Getting More Entropy in Java on Linux
Table of Contents
Setting entropy pool for Java server on linux is fair simple. Just add a system property to specify a device to read from.
Blocking, but more Secure #
-Djava.security.egd=file:///dev/random
This is secure but may block your application until enough entropy is available.
When read, the /dev/random device will only return random bytes within the estimated number of bits of noise in the entropy pool. /dev/random should be suitable for uses that need very high quality randomness such as one-time pad or key generation. When the entropy pool is empty, reads from /dev/random will block until additional environmental noise is gathered.

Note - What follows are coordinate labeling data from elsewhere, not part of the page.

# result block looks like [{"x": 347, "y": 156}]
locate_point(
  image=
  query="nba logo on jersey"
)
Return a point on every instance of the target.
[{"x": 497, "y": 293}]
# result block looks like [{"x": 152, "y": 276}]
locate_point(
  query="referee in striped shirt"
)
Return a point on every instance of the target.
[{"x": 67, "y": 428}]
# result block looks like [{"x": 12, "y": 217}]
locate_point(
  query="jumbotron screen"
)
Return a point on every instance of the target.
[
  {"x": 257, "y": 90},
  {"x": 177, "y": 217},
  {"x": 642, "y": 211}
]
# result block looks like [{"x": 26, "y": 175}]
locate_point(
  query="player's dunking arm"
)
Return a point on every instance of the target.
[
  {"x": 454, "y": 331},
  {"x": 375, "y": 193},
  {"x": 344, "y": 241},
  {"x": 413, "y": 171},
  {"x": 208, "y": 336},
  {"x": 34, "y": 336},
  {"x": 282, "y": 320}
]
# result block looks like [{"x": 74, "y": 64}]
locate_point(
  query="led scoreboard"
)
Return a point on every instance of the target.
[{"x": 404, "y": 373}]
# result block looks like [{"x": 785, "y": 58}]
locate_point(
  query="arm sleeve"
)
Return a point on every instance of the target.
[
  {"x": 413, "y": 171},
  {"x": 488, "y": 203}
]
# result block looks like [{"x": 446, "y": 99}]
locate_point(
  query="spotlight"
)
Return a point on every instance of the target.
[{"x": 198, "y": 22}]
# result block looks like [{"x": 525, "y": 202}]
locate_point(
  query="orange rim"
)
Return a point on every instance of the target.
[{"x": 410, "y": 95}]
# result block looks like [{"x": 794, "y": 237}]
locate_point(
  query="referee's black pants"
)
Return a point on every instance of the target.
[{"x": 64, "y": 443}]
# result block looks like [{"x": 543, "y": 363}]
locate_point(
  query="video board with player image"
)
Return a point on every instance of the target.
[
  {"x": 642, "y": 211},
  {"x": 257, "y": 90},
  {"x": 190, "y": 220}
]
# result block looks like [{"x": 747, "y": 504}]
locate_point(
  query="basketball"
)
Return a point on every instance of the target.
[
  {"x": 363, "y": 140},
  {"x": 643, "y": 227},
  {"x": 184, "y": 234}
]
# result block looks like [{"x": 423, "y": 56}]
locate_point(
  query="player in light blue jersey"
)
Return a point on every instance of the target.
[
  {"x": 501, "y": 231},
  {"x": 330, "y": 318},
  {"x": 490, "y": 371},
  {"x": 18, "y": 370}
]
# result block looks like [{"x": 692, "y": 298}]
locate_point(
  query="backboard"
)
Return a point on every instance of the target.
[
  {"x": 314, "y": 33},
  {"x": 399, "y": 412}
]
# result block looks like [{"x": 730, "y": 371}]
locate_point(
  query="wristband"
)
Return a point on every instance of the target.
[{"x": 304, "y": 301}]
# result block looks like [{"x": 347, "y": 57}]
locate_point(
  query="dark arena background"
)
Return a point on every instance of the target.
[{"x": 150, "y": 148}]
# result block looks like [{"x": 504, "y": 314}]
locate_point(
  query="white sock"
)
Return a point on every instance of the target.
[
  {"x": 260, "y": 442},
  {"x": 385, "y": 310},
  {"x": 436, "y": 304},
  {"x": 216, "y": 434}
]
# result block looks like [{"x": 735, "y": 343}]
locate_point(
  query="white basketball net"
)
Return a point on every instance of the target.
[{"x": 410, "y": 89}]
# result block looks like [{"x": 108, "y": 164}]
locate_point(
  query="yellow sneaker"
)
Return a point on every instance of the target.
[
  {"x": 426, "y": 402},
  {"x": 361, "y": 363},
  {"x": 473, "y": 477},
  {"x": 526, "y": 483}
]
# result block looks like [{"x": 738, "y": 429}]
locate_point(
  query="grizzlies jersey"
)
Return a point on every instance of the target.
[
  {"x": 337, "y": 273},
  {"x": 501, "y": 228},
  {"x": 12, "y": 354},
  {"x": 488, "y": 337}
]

Non-Blocking But Less Secure #
-Djava.security.egd=file:///dev/urandom
A read from the /dev/urandom device will not block waiting for more entropy. As a result, if there is not sufficient entropy in the entropy pool, the returned values are theoretically vulnerable to a cryptographic attack on the algorithms used by the driver. Knowledge of how to do this is not available in the current non-classified literature, but it is theoretically possible that such an attack may exist. If this is a concern in your application, use /dev/random instead.
If solution not working then take a look at workaround: http://bugs.java.com/view_bug.do?bug_id=6202721
How to get more entropy #
- Involve an audio entropy daemon like AED to gather noise from your datacenter with an open microphone, maybe combine it with a webcam noise collector like VED. Other sources are talking about “Cryptographic Randomness from Air Turbulence in Disk devices“.
- Use the Entropy Gathering Daemon to collect weaker entropy from randomness of userspace programs.
- Have a look at haveged (collecting good entropy on basis of CPU clock flutter)
- Consider installing a couple of parrots or canary next to your server.